Vibration and flutter analyses of cantilever trapezoidal honeycomb sandwich plates

Abstract

In this article, free flexural vibration and supersonic flutter analyses are studied for cantilevered trapezoidal plates composed of two homogeneous isotropic face sheets and an orthotropic honeycomb core. The plate is modeled based on the first-order shear deformation theory, and aerodynamic pressure of external flow with desired flow angle is estimated via the piston theory. For this goal, first applying the Hamilton's principle, the set of governing equations and boundary conditions are derived. Then, using a transformation of coordinates, the governing equations and boundary conditions are converted from the original coordinates into new computational ones. Finally, the differential quadrature method is employed and natural frequencies, corresponding mode shapes, and critical speed are numerically achieved. Accuracy of the proposed solution is confirmed by the finite element simulations and published experimental results. After the validation, effect of various parameters on the vibration and flutter characteristics of the plate are investigated.
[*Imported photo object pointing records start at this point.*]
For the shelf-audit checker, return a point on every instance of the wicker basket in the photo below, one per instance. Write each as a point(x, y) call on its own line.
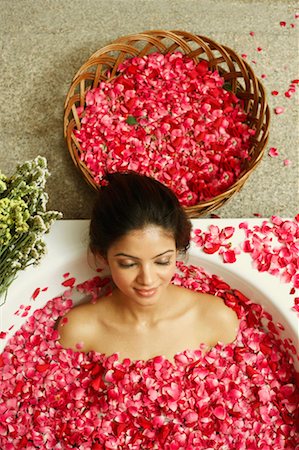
point(233, 69)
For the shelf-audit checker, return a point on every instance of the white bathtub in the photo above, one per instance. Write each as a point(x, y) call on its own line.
point(67, 252)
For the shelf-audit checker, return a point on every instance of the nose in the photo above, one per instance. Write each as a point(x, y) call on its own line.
point(146, 276)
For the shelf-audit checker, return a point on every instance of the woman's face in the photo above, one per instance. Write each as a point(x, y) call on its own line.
point(142, 263)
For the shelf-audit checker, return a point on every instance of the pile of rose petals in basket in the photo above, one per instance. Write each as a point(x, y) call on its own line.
point(241, 396)
point(167, 117)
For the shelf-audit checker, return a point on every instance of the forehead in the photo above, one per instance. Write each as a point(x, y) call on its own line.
point(148, 238)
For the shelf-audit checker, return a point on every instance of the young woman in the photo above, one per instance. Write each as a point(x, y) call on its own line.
point(138, 228)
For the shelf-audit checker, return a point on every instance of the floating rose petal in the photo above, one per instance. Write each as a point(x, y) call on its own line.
point(229, 256)
point(79, 345)
point(69, 282)
point(35, 293)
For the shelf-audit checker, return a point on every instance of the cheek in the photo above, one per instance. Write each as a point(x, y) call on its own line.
point(168, 273)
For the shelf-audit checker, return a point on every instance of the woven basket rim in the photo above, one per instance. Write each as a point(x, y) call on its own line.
point(101, 56)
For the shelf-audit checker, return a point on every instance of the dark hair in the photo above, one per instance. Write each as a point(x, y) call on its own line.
point(131, 201)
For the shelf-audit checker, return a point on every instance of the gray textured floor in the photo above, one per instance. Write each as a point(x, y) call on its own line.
point(43, 43)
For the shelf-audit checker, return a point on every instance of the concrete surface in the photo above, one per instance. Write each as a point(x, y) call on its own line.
point(44, 42)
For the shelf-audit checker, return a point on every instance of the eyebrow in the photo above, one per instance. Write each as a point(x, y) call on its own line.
point(135, 257)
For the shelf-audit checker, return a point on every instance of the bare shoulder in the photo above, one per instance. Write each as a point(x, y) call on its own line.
point(223, 320)
point(220, 321)
point(76, 327)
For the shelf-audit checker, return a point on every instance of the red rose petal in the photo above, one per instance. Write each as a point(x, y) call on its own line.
point(279, 110)
point(69, 282)
point(35, 293)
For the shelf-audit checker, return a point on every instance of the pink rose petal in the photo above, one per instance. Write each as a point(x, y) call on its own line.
point(279, 110)
point(273, 152)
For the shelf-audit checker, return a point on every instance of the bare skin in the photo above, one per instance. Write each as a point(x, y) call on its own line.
point(146, 316)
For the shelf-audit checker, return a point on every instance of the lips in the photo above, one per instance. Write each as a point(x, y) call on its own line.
point(146, 292)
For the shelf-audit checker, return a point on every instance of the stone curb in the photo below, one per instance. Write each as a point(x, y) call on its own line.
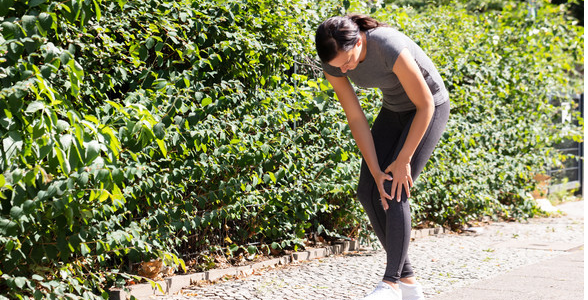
point(174, 284)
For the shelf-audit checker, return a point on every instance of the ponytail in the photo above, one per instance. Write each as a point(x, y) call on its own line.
point(365, 22)
point(341, 34)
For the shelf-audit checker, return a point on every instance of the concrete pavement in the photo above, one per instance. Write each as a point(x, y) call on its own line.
point(538, 259)
point(561, 277)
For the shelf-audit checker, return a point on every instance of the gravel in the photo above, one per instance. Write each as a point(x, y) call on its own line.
point(442, 263)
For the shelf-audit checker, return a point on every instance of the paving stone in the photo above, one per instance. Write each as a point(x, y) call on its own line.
point(441, 262)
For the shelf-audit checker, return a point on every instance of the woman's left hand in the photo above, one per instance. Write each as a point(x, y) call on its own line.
point(401, 177)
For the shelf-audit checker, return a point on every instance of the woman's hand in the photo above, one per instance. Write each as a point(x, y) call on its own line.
point(401, 178)
point(380, 178)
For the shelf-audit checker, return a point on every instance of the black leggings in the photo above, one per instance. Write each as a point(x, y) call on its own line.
point(393, 226)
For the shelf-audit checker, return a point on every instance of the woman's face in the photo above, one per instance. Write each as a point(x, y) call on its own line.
point(347, 60)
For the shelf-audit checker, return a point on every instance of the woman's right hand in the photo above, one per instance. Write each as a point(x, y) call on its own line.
point(380, 178)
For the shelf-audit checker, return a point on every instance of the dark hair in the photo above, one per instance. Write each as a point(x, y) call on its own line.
point(341, 34)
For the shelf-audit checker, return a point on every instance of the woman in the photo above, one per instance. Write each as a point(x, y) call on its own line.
point(414, 113)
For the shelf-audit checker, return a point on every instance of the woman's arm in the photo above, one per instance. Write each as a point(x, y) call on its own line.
point(360, 130)
point(419, 93)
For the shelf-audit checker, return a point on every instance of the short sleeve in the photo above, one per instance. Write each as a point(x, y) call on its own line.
point(333, 71)
point(391, 48)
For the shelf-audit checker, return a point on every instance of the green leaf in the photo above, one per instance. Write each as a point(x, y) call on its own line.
point(85, 250)
point(45, 20)
point(92, 151)
point(33, 3)
point(29, 23)
point(159, 131)
point(5, 6)
point(206, 101)
point(9, 30)
point(34, 107)
point(20, 282)
point(97, 10)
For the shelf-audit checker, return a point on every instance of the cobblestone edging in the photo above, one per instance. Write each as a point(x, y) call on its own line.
point(176, 283)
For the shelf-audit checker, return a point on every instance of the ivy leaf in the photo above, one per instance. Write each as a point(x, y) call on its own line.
point(34, 107)
point(92, 151)
point(33, 3)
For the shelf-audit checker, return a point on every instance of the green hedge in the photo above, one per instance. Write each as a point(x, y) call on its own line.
point(129, 126)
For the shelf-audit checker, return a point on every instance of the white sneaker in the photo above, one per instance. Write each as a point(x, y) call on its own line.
point(384, 291)
point(411, 291)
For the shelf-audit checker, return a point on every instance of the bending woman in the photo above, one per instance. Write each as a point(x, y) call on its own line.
point(414, 113)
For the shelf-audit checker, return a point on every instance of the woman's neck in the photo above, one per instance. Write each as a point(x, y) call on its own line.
point(363, 46)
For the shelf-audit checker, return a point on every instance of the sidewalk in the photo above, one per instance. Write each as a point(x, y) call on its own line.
point(561, 277)
point(539, 259)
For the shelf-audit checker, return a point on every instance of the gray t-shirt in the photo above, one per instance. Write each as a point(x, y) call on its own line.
point(384, 44)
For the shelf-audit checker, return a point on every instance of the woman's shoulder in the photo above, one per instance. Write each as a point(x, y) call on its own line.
point(384, 33)
point(387, 39)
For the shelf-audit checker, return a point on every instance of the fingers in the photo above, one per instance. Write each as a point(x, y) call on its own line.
point(397, 186)
point(384, 204)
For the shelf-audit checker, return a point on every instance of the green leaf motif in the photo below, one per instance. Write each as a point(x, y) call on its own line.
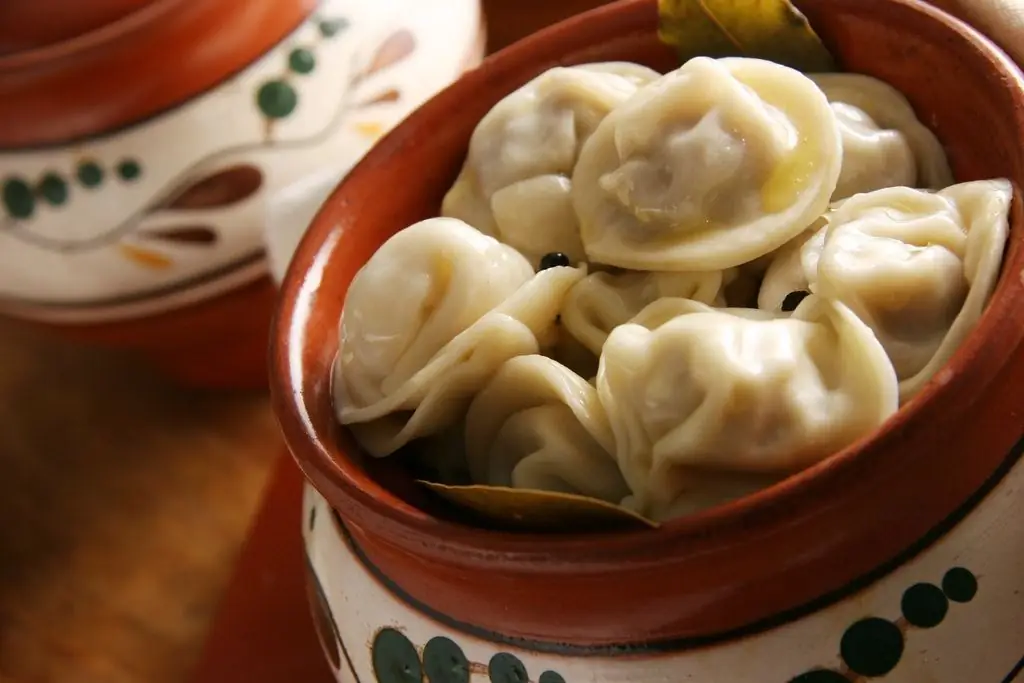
point(766, 29)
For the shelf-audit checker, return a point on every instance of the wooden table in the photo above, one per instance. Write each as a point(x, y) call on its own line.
point(123, 503)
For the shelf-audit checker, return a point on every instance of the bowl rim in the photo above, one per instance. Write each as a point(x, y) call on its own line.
point(369, 505)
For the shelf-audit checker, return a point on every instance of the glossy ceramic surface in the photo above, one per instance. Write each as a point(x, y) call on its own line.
point(952, 613)
point(131, 205)
point(761, 565)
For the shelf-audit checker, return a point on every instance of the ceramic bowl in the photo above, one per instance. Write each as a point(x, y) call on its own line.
point(900, 556)
point(136, 190)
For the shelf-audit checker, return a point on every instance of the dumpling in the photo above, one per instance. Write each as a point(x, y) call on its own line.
point(408, 365)
point(451, 275)
point(918, 267)
point(707, 168)
point(711, 393)
point(602, 301)
point(515, 182)
point(884, 143)
point(787, 272)
point(539, 425)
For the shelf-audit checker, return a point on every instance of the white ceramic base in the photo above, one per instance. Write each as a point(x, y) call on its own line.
point(978, 640)
point(174, 209)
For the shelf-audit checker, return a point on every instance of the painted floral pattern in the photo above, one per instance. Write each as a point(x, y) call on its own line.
point(951, 613)
point(174, 209)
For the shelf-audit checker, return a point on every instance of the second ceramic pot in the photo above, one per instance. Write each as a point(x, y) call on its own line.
point(139, 162)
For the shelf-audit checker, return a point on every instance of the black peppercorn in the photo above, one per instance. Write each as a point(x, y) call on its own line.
point(554, 260)
point(793, 300)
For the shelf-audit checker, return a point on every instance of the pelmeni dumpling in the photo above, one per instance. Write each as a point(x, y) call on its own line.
point(709, 167)
point(408, 365)
point(787, 272)
point(539, 425)
point(918, 267)
point(602, 301)
point(884, 143)
point(515, 181)
point(713, 392)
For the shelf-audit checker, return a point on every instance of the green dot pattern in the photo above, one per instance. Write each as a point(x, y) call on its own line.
point(506, 668)
point(394, 658)
point(301, 60)
point(331, 28)
point(276, 99)
point(443, 662)
point(872, 646)
point(129, 169)
point(924, 605)
point(89, 174)
point(960, 585)
point(53, 189)
point(820, 676)
point(17, 197)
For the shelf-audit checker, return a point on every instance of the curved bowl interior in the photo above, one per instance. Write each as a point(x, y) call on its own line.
point(961, 85)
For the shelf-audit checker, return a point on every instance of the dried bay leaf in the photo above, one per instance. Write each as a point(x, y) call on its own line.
point(771, 30)
point(541, 510)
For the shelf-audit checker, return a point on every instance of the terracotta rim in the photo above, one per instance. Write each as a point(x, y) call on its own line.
point(93, 38)
point(366, 503)
point(133, 47)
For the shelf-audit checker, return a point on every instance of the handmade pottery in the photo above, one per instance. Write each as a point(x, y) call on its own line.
point(898, 557)
point(135, 187)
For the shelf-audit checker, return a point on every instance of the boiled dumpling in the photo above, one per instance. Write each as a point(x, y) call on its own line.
point(538, 425)
point(884, 143)
point(602, 301)
point(787, 272)
point(408, 365)
point(709, 167)
point(515, 182)
point(715, 393)
point(918, 267)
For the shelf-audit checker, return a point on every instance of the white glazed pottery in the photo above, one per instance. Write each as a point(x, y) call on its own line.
point(174, 210)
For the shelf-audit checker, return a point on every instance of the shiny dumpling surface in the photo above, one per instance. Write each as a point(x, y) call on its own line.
point(884, 142)
point(539, 425)
point(918, 266)
point(704, 395)
point(408, 364)
point(602, 301)
point(515, 182)
point(709, 167)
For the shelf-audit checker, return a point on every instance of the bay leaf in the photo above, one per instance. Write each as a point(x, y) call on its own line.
point(540, 510)
point(771, 30)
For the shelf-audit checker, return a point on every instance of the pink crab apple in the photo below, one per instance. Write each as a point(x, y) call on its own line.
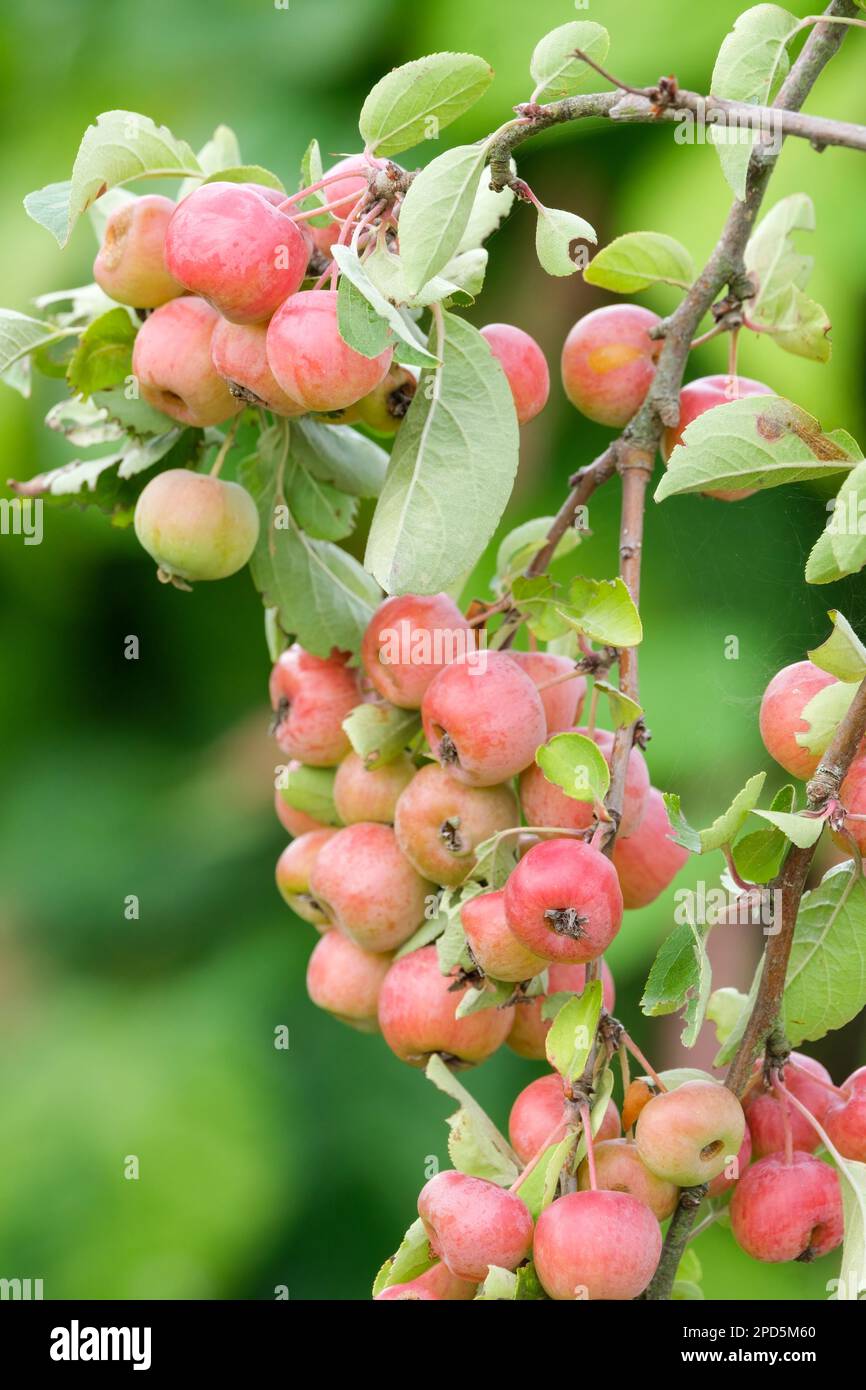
point(530, 1029)
point(439, 822)
point(417, 1015)
point(196, 527)
point(781, 715)
point(597, 1246)
point(171, 360)
point(562, 702)
point(609, 362)
point(409, 640)
point(620, 1169)
point(310, 360)
point(131, 263)
point(237, 249)
point(648, 861)
point(563, 901)
point(685, 1136)
point(369, 888)
point(787, 1211)
point(293, 869)
point(702, 395)
point(346, 980)
point(524, 366)
point(484, 719)
point(537, 1112)
point(312, 697)
point(238, 353)
point(370, 792)
point(473, 1223)
point(545, 804)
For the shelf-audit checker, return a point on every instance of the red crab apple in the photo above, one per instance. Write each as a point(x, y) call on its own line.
point(409, 640)
point(620, 1169)
point(597, 1246)
point(702, 395)
point(563, 901)
point(562, 702)
point(369, 888)
point(484, 719)
point(196, 527)
point(312, 697)
point(310, 360)
point(538, 1109)
point(687, 1134)
point(530, 1030)
point(131, 264)
point(609, 362)
point(439, 822)
point(787, 1211)
point(647, 861)
point(293, 869)
point(417, 1015)
point(237, 249)
point(346, 980)
point(171, 360)
point(370, 792)
point(473, 1223)
point(781, 715)
point(524, 366)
It is concluded that geometry of hexagonal cells in the honeycomb core has a weak effect on the natural frequencies and critical speed of the sandwich plate, whereas thickness of the honeycomb core has main influence on the natural frequencies and the critical speed. Besides, it is shown that the honeycomb core thickness has optimum values that lead to the most growth in the natural frequencies or critical speed. These optimum magnitudes can be taken into account by designers to increase the natural frequencies or expand flutter boundaries and make aircrafts safer in supersonic flights. It is also concluded that geometrical parameters of the hexagonal cells and thickness of the honeycomb core have no significant effect on the value of the critical flow angle.